Las aguas tibias del río invitan a María a sumergirse en ellas para transitarlas con paso quedo, sintiendo la acariciadora suavidad del lecho en sus pies. Azahares, rosas, buganvilias, esenciales aromas que deleitan su olfato, revoloteo de perdices, de gorriones plateados y mirlos que invocan con su batir de alas un remolinillo juguetón que intranquiliza su morena cabellera. Bucólico ensueño, regalo imprevisto de la naturaleza, melodías de caracolas, arrullo de aves lejanas que se insertan en la sinfonía agreste. Se le enredan en sus cabellos los azahares de un naranjo, y el colorido trino de un canario permite que el ensueño se cubra de misticismo. Y sus piernas y su torso embebidos en el agua clara que le permite contemplar las piedrecillas de colores anidadas en el fango, gemas prodigadas por el tránsito ligero y perpetuo de los minerales que se hermanan y forman aureolas luminosas. El rostro de María es la imagen exacta de la plenitud, el arrullo, el parpar, la brisa y el ensueño, dádiva otorgada por resortes impredecibles…

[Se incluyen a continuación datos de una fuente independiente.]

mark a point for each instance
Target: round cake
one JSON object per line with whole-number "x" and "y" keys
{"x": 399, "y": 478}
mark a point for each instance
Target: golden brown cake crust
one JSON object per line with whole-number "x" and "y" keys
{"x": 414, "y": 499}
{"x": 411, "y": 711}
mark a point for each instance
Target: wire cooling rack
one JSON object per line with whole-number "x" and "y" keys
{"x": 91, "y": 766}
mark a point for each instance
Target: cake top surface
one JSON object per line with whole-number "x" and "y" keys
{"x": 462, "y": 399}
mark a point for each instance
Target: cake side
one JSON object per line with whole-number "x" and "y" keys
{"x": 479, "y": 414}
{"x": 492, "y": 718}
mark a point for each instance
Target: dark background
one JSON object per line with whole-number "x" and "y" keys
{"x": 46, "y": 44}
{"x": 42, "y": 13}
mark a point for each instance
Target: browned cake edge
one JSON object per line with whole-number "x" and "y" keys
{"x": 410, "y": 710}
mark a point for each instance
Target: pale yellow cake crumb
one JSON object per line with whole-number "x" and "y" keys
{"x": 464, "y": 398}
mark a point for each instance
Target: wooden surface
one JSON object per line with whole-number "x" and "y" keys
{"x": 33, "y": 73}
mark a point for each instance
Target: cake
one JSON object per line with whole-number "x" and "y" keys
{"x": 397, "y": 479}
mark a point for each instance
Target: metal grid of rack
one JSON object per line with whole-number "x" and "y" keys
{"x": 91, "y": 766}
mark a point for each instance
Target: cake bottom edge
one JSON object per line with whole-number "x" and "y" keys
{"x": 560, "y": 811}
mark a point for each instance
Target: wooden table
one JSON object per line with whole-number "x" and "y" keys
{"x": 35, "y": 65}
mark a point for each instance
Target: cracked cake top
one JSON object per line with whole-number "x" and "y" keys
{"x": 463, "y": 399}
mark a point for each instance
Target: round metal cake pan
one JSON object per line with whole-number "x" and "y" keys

-¡Mariaaa! ¡Despierta chiquilla! ¡Otra vez te orinaste en la cama, porquería!
Y a la niña, del sobresalto le nace un gemido que viene viajando desde el mismo punto en donde se hornea la desesperación. Y del gemido surge el llanto, mientras su madre desarma el lecho humedecido indicándole con ese tono áspero que también es producto de su propio desespero, que se cambie esa ropa empapada, impropia, vergonzante. Bien dice la abuela- tan sabia y tan rotunda- que la niña se mea de susto y que sólo con amor y comprensión y algún medicamento entregado por el meico, se acabará la enuresis.
Aunque tan bellos sueños invocara, dirá la niña cuando ya sea adulta.